# Glamping



## billski (Aug 23, 2009)

Glamping takes camping to the extreme


Gallery of Photos.  Alternate titles
Mine:

1. Spider!
2. Whadayamean the bed doesn't have a dust ruffle?
4. At first glance I thought she was bringing back the paper and Starbucks!
5. Daaaaaad! The remote don't work!
6. I miss Sponge Bob!
7. Should have brought the generator!
10. Honey, this shower is kinda low!
11. This family will not be overlooked by the search and rescue team!
12. It was really tough spending the weekend without the SubZero.

:dunce:

Yours?

The whole story


----------



## Johnskiismore (Sep 23, 2009)

Dosen't surprise me in the least!


----------



## Puck it (Sep 23, 2009)

My wife's idea of roughing it.

Going to a Holiday Inn.:???:


----------



## CTEagle (Apr 13, 2010)

There are those that simply just do not get 'it'


----------



## riverc0il (Apr 13, 2010)

Whatev guys... even at its highest level of glamor, camping out in a tent is anything but glamorous no matter how many convenience items are brought. 

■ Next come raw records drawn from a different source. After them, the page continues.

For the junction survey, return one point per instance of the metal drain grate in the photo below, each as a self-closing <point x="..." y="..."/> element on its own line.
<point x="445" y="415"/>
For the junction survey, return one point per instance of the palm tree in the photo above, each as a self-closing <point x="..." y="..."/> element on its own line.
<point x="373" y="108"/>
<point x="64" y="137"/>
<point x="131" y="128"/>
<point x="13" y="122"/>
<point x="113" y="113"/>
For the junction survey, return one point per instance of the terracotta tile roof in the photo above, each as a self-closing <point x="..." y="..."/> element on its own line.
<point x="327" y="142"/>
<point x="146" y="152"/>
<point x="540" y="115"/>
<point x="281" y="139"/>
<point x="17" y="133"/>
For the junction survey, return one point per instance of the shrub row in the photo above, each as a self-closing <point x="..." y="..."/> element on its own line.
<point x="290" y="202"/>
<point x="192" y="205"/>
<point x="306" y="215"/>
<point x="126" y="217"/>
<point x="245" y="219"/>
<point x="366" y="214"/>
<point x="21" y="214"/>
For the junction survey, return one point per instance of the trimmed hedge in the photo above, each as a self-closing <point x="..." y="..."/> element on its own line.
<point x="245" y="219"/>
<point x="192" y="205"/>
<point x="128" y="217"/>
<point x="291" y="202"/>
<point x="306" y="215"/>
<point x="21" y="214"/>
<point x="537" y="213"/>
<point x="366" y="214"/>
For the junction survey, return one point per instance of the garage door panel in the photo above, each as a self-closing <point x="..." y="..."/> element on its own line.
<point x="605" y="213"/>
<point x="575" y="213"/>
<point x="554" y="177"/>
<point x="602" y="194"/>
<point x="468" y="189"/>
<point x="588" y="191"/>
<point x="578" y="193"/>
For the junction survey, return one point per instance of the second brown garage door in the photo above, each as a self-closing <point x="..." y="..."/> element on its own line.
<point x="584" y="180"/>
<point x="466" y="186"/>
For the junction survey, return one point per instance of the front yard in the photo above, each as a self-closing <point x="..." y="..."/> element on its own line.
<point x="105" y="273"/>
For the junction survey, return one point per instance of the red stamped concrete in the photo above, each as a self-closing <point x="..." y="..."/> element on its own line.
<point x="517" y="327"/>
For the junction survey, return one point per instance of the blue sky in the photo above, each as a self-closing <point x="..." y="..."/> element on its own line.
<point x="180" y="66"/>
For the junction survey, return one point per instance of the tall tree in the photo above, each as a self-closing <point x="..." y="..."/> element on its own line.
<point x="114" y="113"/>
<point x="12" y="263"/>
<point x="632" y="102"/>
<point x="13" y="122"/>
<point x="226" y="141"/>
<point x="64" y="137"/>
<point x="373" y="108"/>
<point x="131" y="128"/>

When I was growing up, my family started out tenting, got a pop up trailer, went back to tenting, and eventually got a motor home. We brought the Nintendo. It was a good time. Made me miss the tent though, but I can understand folks wanting to be comfortable while enjoying the outdoors. There is nothing wrong with that. Different strokes for different folks.


----------